Inference — SDK Methods

The inference modality has no standalone typed client — it rides the Voice surface. You attach a speech-to-speech agent to a call with voice.agents.attach, configure turn detection and the model codec, and (optionally) tap the audio bridge. This page is the inference-relevant slice of the Voice SDK plus the turn-detection knobs.

A dedicated typed Inference client is Preview — see the bottom of this page.
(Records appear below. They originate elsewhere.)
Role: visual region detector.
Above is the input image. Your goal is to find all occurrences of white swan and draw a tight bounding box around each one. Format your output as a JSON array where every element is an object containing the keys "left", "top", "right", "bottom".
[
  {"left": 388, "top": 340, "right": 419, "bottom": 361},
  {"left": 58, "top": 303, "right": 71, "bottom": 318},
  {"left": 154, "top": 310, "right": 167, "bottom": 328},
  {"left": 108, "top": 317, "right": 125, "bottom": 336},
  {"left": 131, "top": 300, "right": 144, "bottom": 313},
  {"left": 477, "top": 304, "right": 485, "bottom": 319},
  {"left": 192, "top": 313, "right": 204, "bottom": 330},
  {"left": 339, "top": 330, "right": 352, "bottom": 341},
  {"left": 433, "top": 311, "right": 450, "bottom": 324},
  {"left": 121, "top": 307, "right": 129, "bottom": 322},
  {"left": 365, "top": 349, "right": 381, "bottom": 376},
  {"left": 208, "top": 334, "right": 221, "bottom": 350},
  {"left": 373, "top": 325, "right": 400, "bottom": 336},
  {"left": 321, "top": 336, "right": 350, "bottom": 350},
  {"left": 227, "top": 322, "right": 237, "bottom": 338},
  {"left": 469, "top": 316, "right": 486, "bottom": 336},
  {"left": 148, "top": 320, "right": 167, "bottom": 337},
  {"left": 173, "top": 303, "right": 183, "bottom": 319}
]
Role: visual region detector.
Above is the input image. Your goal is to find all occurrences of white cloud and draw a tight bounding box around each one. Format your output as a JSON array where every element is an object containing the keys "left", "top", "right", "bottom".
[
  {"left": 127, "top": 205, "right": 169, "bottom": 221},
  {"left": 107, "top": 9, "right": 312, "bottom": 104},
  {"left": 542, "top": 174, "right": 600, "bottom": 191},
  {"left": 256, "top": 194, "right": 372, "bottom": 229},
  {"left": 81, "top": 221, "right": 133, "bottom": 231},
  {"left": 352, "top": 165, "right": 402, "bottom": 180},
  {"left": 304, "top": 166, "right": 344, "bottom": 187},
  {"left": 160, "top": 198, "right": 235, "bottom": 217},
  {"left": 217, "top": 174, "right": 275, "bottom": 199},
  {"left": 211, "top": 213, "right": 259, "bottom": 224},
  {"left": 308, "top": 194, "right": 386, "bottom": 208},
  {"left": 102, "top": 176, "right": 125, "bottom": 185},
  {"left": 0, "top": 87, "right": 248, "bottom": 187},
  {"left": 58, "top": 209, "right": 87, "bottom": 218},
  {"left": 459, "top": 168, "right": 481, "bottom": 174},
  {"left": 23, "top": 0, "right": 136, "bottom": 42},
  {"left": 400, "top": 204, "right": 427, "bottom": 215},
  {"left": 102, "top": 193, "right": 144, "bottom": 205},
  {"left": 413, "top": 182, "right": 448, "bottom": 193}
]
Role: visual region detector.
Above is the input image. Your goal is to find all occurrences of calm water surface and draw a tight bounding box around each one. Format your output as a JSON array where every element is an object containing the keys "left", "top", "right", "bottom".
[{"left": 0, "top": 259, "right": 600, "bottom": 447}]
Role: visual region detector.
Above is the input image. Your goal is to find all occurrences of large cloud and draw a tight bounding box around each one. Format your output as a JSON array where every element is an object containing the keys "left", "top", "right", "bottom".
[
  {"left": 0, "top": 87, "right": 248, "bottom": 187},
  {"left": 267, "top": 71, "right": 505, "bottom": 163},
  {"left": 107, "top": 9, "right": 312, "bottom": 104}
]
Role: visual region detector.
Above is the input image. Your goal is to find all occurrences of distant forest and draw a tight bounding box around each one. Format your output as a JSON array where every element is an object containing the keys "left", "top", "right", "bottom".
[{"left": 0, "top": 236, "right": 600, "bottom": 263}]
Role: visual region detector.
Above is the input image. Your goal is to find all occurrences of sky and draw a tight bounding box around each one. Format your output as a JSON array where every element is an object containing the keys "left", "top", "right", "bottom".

For shipping code today, use the Voice surface documented here.

Import

The agent path lives on the voice subpath:

TypeScript
Python

import { Voice } from "@clutchcall/sdk/voice";

const voice = new Voice({ baseUrl: BASE_URL, apiKey: KEY, orgId: ORG });

from clutchcall.voice import Voice

voice = Voice(base_url=BASE_URL, api_key=KEY, org_id=ORG)

Go, Rust, Java, and .NET bindings expose the same shapes (snake_case in Python, PascalCase methods in Go/.NET).

`voice.agents.attach`

Bind a speech-to-speech agent to a live (or just-originated) call. The runtime bridges the call’s uplink / downlink audio tracks to the model and owns turn-taking for the duration of the call.

TypeScript
Python

await voice.agents.attach(callSid, agent);

voice.agents.attach(call_sid, agent)

callSid

string

required

The call sid to bind the agent to, from originate() or an inbound answer.

agent

string | AgentSpec

required

Either an agent id (string) registered in the control plane, or an inline agent spec selecting the speech-to-speech model and its turn-detection config.

Returns Promise<void> — resolves once the agent is bridged. Audio begins flowing immediately; the first agent utterance is gated by turn detection.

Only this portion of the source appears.